Y que el causante de su muerte estaba delante de él, a unos metros calle adelante.
Pasaron por entre la Casa de las Conchas y la iglesia de la Clerecía y el lobo giró entonces a la derecha, para volver a bajar por la calle Libreros. Lucas lo siguió. No había gente por la calle, se había ido retirando de aquella zona, espantada por toda la muerte que había sembrado el hombre-lobo y la cacería de sus perseguidores. Pasaron por delante de la fachada histórica de la Universidad (Lucas iba con la mente en otras cosas como para acordarse de buscar la rana sobre la calavera, que le daría suerte) y el lobo volvió a meterse en el callejón donde estaba la estatua de fray Luis de León. Lucas supo entonces que quería volver al Patio de las Escuelas Menores, aunque no entendía muy bien por qué quería hacerlo. Si su guarida estaba en la casa de las Muertes ¿por qué ir hasta allí? ¿Por qué cruzar media ciudad estando tan herido?

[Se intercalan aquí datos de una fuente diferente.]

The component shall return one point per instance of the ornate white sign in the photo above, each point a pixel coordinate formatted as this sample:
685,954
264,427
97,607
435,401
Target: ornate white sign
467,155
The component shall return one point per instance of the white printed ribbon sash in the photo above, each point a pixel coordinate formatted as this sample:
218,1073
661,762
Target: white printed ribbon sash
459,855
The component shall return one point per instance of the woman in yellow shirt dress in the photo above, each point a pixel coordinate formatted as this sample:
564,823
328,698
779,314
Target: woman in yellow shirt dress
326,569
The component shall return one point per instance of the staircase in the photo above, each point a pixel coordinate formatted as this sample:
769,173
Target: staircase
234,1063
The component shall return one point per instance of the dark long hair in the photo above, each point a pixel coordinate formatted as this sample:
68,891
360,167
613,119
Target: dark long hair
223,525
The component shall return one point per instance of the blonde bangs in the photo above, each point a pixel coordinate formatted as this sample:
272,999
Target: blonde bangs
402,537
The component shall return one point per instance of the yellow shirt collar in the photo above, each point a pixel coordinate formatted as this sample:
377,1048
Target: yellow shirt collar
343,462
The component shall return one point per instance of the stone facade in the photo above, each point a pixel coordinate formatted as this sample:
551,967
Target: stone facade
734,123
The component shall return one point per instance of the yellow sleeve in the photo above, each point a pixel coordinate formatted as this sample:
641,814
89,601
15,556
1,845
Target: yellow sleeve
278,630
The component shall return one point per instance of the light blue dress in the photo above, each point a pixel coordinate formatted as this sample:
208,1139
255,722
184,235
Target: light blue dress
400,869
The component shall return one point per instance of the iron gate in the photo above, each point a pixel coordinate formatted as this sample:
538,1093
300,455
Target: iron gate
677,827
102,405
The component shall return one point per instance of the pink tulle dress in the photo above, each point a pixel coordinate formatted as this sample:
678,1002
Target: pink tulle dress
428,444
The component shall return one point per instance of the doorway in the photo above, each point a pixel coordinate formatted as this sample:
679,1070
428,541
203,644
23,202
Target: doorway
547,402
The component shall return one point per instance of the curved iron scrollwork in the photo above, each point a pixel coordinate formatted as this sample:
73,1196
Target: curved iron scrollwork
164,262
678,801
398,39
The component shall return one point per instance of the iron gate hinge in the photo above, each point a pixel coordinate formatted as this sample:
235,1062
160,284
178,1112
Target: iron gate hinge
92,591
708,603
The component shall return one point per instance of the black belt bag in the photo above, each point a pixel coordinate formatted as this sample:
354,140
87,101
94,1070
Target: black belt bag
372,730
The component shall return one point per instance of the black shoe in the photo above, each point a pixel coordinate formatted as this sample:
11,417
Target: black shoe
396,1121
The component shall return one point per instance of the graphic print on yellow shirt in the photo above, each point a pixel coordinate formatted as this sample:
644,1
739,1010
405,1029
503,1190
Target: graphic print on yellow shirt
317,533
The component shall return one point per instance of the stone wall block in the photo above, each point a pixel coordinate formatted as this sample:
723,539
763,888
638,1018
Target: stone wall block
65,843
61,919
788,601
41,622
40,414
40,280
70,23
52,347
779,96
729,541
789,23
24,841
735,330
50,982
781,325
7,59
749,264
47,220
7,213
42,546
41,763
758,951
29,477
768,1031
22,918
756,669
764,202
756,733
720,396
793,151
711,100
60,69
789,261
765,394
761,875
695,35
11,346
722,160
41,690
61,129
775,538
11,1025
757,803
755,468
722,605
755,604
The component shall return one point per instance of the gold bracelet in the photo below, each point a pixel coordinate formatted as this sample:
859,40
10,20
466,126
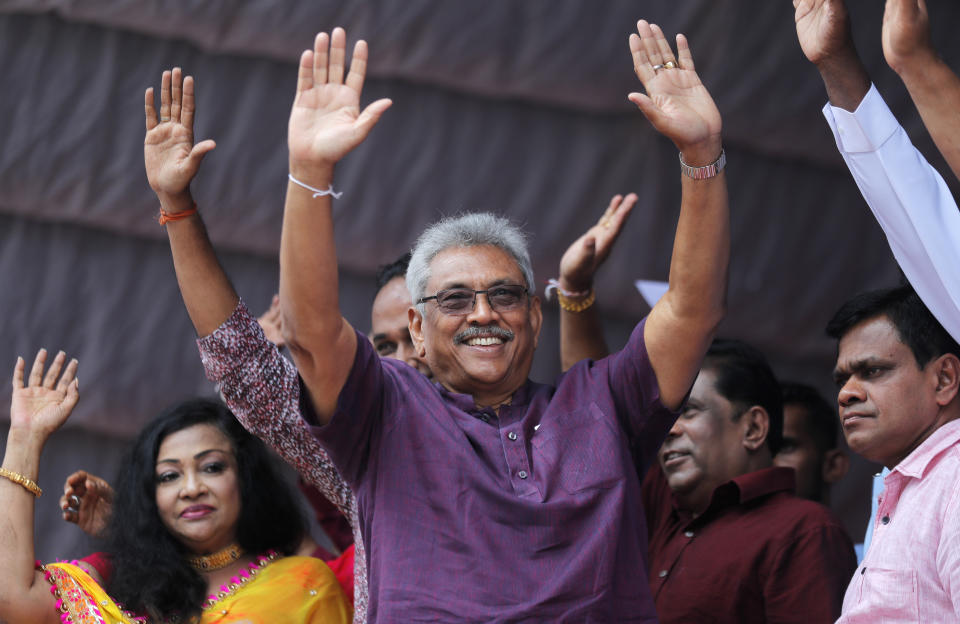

A Lucas le daba igual: iba a matarlo.
Entró en el Patio de las Escuelas Menores y vio que allí seguían los restos de la pareja que el lobo había matado aquella misma noche, hacía tan sólo unas horas. La policía no había aparecido por allí todavía, quizá por intercesión de Amodeo.
El hombre-lobo no había vuelto allí por los cadáveres, estaba claro, sobre todo porque no les había prestado atención: estaba en la parte del claustro opuesta a la entrada al patio, aporreando una puerta de madera, que cedía a sus golpes. Lucas se recordó que estaba herido y muy maltrecho, pero que seguía siendo una bestia muy peligrosa. Sin acercarse más, a la altura del pozo central, levantó la pistola de Amodeo con las dos manos y disparó al monstruo. En comparación con los silbidos sordos que emitían sus pistolas de aire comprimido, la pistola con balas de pólvora del inspector sonó como un trueno.
Le acertó en la espalda, tres veces. El lobo aulló de dolor, pero sin dejar de echar la puerta abajo. Lucas sabía que desde detrás era muy difícil alcanzarle el corazón, pero quería que se diese la vuelta, quería hacerle daño.
El hombre-lobo acabó rompiendo la puerta y echándola abajo y entonces se coló dentro, corriendo a cuatro patas, con rapidez y soltura. Lucas caminó entonces hacia él, deteniéndose un momento en el vano oscuro de la puerta que el monstruo acababa de tumbar y después entró en la oscuridad, siguiéndole.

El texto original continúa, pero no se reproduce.